The SEC wants Petit, Taylor and Senken to be permanently barred from acting as officers or directors of any public company, and for them to pay back all gains from the unlawful activities and pay civil penalties. The SEC also wants Petit and Senken to reimburse MiMedx for all bonuses, incentives and profits realized from their sales of MiMedx stock.

Senken could not be immediately reached for comment.

MiMedx Group has already agreed to pay a $1.5 million penalty to settle the case against the company, saying it neither admits nor denies the SEC’s charges. The company said the agency recognized its cooperation in the investigation, and in a press release pointed to a bright future for MiMedx.

“We are focused on our future as a mission-centered healthcare company,” CEO Timothy Wright said in a statement, “and are committed to continued implementation of strong financial systems and independent oversight controls, which reflect both sound business practices and an ethical culture.”

Kevin LaCroix, a securities attorney and executive vice president at executive insurance liability firm RT ProExec, said companies have survived worse. Whether MiMedx survives depends on its cash-flow to meet obligations and whether it faces crushing debt, he said.
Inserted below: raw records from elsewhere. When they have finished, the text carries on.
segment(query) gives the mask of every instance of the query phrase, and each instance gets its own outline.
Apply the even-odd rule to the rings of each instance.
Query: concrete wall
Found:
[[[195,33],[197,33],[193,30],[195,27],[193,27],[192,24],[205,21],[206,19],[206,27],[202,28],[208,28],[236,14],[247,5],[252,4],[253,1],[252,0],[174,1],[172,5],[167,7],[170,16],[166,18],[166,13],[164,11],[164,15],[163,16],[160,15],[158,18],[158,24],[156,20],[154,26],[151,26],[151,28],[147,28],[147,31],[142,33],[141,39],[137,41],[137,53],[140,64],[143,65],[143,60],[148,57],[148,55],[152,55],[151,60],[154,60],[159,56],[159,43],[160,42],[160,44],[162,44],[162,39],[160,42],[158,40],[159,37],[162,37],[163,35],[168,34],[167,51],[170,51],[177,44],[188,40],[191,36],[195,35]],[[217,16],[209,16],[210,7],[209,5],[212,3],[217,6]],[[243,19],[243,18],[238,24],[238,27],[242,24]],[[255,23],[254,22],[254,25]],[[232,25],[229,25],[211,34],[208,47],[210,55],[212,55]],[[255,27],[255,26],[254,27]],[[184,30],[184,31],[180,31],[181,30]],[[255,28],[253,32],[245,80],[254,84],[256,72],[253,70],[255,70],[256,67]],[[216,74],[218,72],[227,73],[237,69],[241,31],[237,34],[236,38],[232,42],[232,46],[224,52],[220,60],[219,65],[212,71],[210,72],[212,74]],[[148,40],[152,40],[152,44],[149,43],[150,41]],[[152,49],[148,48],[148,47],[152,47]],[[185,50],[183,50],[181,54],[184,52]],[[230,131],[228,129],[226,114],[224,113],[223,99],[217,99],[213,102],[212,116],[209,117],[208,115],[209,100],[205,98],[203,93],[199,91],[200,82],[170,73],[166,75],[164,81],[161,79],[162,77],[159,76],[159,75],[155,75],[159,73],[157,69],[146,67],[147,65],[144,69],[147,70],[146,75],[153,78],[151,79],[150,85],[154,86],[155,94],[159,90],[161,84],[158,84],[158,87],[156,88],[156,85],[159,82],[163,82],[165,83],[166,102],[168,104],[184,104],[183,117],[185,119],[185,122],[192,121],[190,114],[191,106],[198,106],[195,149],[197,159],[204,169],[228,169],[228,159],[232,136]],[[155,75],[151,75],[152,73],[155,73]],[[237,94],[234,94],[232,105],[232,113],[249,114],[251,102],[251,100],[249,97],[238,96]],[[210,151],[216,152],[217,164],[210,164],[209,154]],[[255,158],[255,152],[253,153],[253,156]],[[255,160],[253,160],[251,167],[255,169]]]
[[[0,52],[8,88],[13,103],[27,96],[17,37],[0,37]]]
“If they’ve already settled, at least the company itself has contained its own exposure,” LaCroix said. “Assuming they are adequately capitalized and the wrongdoing individuals are no longer with the company, there is no reason why they wouldn’t continue.”

Petit and Taylor abruptly resigned from MiMedx in July 2018, although Petit remained on the board about another three months.

For 37 years, Petit ran publicly traded companies in the healthcare and biotech industries.

He also donated millions of dollars to local institutions, getting his name on biotech and sciences buildings at Georgia Tech and Georgia State University. The football field at GSU stadium carries his name, the result of a $10 million pledge.

In an email late Tuesday, a spokeswoman for the Georgia Board of Regents said the board was aware the SEC’s actions and will closely monitor the situation as it develops.

Petit also served as the finance chairman of Donald Trump’s presidential campaign in Georgia in 2016, and he is a major donor to both U.S. Sen. Johnny Isakson and former Secretary of Health and Human Services Tom Price.

MiMedx forced Petit out last year, and earlier this year shareholders voted against allowing him to return to the board of directors. Asked by the AJC recently whether he is concerned his reputation has been tarnished, Petit said, “I really don’t give a damn.”